LLM’s are a compressed and lossy form of our combined writing output, which it turns out is similarly structured enough to make new combinations of text seem reasonable, even enough to display simple reasoning. I find it useful to think “what can I expect from speaking with the dataset of combined writing of people”, rather than treating a basic LLM as a mind.

That doesn’t mean we won’t end up approximating one eventually, but it’s going to take a lot of real human thinking first. For example, ChatGPT writes code to solve some questions rather than reasoning about it from text. The LLM is not doing the heavy lifting in that case.

Give it (some) 3D questions or anything where there isn’t massive textual datasets and you often need to break out to specialised code.

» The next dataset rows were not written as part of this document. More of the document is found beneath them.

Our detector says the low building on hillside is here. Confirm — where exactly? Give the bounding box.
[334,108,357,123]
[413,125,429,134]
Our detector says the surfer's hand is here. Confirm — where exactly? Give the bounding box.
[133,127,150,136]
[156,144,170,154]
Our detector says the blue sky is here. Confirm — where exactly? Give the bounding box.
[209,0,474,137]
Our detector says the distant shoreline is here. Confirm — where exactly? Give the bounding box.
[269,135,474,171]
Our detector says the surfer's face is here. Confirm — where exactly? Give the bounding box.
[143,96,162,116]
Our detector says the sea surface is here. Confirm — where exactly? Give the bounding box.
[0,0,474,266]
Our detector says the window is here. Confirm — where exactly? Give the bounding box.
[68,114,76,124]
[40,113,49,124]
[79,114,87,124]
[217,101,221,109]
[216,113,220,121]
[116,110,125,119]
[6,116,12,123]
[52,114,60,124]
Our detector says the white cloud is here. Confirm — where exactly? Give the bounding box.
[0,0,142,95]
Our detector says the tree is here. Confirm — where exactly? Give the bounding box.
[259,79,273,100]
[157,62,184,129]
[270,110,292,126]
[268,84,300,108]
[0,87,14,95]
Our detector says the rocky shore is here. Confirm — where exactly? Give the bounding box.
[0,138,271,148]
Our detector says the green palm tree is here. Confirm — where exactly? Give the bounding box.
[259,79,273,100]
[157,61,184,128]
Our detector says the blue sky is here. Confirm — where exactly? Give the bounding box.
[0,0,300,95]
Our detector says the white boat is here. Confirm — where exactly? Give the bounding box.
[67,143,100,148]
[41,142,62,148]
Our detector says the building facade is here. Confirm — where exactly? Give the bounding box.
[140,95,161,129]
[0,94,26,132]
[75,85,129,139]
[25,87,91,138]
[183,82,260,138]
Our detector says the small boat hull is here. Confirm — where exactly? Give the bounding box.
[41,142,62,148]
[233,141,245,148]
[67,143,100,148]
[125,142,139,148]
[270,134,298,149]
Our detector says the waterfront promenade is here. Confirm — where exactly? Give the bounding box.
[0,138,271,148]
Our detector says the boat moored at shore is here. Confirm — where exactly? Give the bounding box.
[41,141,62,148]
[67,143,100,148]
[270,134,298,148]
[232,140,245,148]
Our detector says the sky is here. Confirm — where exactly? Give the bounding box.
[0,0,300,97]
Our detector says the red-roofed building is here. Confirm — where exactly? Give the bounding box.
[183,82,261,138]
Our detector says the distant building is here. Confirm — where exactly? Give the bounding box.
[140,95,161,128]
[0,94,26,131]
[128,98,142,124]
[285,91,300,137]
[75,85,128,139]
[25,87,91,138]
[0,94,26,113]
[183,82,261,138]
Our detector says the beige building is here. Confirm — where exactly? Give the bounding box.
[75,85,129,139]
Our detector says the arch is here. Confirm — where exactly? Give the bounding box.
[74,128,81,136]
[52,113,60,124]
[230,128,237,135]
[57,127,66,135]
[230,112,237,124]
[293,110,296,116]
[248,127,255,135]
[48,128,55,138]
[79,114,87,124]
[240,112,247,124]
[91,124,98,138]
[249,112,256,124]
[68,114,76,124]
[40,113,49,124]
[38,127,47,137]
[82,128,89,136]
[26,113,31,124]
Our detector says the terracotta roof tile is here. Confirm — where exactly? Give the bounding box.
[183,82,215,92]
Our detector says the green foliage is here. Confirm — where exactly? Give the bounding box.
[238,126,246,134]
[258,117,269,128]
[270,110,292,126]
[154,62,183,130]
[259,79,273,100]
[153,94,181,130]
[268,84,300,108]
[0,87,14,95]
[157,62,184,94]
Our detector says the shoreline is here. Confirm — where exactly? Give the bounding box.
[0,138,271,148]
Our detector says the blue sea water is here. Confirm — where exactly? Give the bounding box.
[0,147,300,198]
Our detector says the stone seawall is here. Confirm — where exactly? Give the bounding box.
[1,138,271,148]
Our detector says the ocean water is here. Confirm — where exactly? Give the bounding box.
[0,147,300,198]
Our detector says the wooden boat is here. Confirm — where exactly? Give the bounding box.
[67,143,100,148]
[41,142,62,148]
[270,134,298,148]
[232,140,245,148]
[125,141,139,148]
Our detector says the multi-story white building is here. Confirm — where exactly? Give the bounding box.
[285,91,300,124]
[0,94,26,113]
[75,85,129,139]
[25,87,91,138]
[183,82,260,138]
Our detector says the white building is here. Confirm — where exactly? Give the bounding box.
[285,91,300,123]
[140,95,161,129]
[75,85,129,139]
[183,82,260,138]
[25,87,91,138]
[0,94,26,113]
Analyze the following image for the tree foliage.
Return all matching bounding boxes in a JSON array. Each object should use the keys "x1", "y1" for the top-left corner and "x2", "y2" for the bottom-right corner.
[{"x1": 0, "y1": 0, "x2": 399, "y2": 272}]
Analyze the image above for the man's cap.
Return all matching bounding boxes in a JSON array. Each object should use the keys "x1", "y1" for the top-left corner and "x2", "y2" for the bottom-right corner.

Another thought I find useful is that it considers its job done when it’s produced enough reasonable tokens, not when it’s actually solved a problem. You and I would continue to ponder the edge cases. It’s just happy if there are 1000 tokens that look approximately like its dataset. Agents make that a bit smarter but they’re still limited by the goal of being happy when each has produced the required token quota, missing eg implications that we’d see instantly. Obviously we’re smart enough to keep filling those gaps.

  • "I find it useful to think “what can I expect from speaking with the dataset of combined writing of people”, rather than treating a basic LLM as a mind."

    I've been doing this as well, mentally I think of LLMs as the librarians of the internet.

    • They're bad librarians. They're not bad, they do a bad job of being librarians, which is a good thing! They can't quite tell you the exact quote, but they do recall the gist, they're not sure it was Gandhi who said that thing but they think he did, it might be in this post or perhaps one of these. They'll point you to the right section of the library to find what you're after, but make sure you verify it!

      1 reply →

I'd guess because the Transformer architecture is (I assume) fairly close to the way that our brain learns and produces language - similar hierarchical approach and perhaps similar type of inter-embedding attention-based copying?

Similar to how CNNs are so successful at image recognition, because they also roughly follow the way we do it too.

Other seq-2-seq language approaches work too, but not as good as Transformers, which I'd guess is due to transformers better matching our own inductive biases, maybe due to the specific form of attention.

> why LLMs are good at some tasks?

Like how we explain human doing tasks -- they are evolved to do that.

I believe this is a non-answer, but if we are satisfied with that non answer for human, why not LLMs?

  • I would argue that we are not satisfied with that answer for humans either.

If you look at transfer learning, I think that is a useful point at which to understand task-specific application and hence why LLMs excel at some tasks and not others.

Tasks are specialised for using the training corpus, the attention mechanisms, the loss functions, and such.

I'll leave it to others to expand on actual answers, but IMO focusing on transfer learning helps to understand how an LLM does inferences.